Homeostatic Binary Networks: A simple framework for learning with overlapping patterns
Albesa-Gonzalez, A.; Clopath, C.
AbstractMemories are rarely stored in isolation: experiences overlap in time and context, leading to neuronal activity patterns that share elements across episodes. While such overlap supports generalization and abstraction, it also increases interference and threatens representational stability. Here we introduce Homeostatic Binary Networks (HBNs), a minimal recurrent framework that combines binary activity, adjustable inhibition, Hebbian learning, and homeostatic plasticity to address these challenges.
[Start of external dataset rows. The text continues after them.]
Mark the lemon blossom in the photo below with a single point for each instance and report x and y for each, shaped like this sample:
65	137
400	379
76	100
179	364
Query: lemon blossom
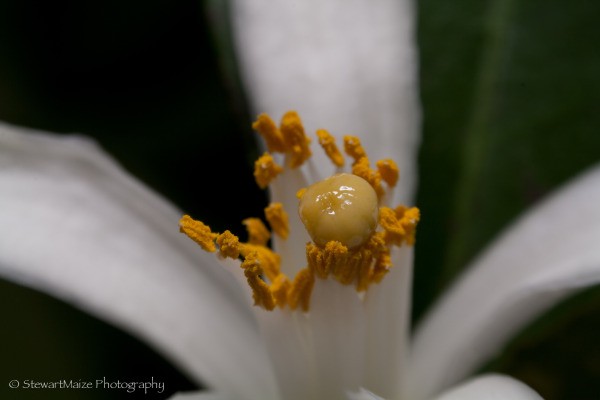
76	225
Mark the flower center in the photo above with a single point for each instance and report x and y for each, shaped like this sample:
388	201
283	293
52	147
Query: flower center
340	208
342	215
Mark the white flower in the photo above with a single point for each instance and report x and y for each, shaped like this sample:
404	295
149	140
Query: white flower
74	224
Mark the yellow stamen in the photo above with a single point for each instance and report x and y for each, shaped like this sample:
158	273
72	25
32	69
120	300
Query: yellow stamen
294	139
361	168
258	233
265	170
260	290
198	232
299	293
389	171
229	245
280	288
352	247
268	259
399	224
265	126
300	193
278	219
353	148
328	143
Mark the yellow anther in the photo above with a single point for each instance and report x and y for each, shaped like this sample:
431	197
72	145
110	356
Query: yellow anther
295	140
328	143
399	224
278	219
389	171
340	208
324	260
301	289
265	170
258	233
410	217
381	267
353	148
300	193
260	290
229	245
265	126
269	260
280	288
361	168
198	232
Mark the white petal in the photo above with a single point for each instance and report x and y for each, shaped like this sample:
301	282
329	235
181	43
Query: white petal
388	306
338	324
75	225
349	66
542	258
201	396
363	394
491	387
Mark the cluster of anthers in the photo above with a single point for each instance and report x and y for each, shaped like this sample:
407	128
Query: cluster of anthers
341	214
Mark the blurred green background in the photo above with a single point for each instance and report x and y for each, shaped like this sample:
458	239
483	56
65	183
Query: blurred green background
510	93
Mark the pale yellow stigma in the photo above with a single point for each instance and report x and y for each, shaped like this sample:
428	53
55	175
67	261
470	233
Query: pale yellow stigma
352	235
340	208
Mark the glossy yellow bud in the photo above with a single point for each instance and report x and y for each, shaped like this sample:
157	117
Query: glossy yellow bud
340	208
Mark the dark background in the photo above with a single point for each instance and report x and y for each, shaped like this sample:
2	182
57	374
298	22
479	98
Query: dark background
510	95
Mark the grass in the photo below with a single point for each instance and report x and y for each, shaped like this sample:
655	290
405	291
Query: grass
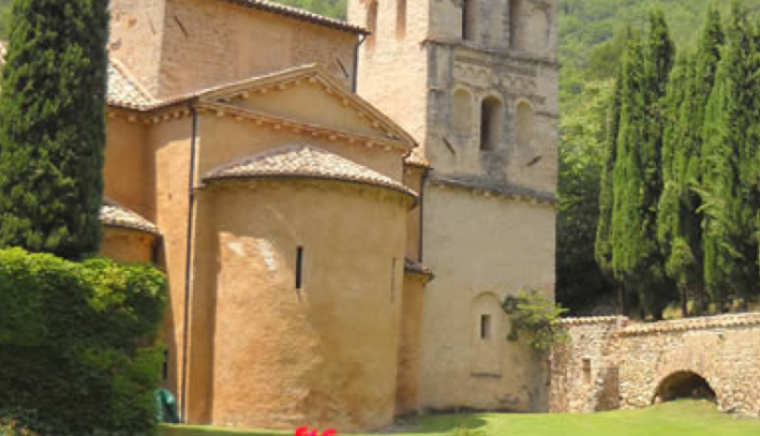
683	418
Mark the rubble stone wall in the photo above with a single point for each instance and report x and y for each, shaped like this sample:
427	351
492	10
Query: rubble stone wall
611	363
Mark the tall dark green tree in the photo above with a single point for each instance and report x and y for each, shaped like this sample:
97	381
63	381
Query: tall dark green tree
679	221
729	164
52	126
636	259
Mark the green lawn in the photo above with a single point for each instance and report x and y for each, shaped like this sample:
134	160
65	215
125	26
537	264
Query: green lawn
685	418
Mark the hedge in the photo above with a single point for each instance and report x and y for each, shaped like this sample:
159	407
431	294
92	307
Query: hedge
71	361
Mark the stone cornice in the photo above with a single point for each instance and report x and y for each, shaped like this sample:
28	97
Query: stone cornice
489	188
296	126
499	53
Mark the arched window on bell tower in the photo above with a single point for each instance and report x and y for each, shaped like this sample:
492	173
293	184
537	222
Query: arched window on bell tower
492	113
469	20
525	123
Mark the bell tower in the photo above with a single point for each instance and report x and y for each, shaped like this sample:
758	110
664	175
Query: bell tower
476	83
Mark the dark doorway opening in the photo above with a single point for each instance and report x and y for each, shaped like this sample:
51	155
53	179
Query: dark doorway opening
684	384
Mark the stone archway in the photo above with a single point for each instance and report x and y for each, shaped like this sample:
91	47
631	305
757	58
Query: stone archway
684	384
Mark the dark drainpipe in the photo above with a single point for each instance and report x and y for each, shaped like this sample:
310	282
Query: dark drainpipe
355	79
188	261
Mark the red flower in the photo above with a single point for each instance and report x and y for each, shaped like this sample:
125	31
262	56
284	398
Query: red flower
304	431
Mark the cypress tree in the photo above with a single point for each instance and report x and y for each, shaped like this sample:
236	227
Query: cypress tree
636	258
52	126
678	254
679	221
729	162
603	243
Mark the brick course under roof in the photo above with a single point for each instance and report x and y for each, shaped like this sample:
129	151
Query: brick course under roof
304	161
300	14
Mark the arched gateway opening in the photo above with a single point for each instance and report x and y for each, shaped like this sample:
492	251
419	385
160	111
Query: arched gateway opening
684	384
First, we formalize an Episode Generation Protocol (EGP) that creates compositional episodes with controllable overlap and noise, and define a corresponding semantic structure as conditional probabilities between concepts. We then show analytically and through simulations that recurrent synapses converge to conditional firing probabilities, thereby encoding asymmetric semantic relationships across concepts. These recurrent dynamics enable reliable recall and replay of overlapping episodes without representational collapse. Finally, by incorporating feed-forward plasticity with a neuronal maturity mechanism, output neurons form selective receptive fields in a one-shot manner and refine them through replay, yielding robust unsupervised classification of overlapping episodes. Together, our results demonstrate how simple principles such as neural and synaptic competition can support the stable representation and organization of overlapping memories, providing a mechanistic bridge between episodic and semantic structure in memory systems.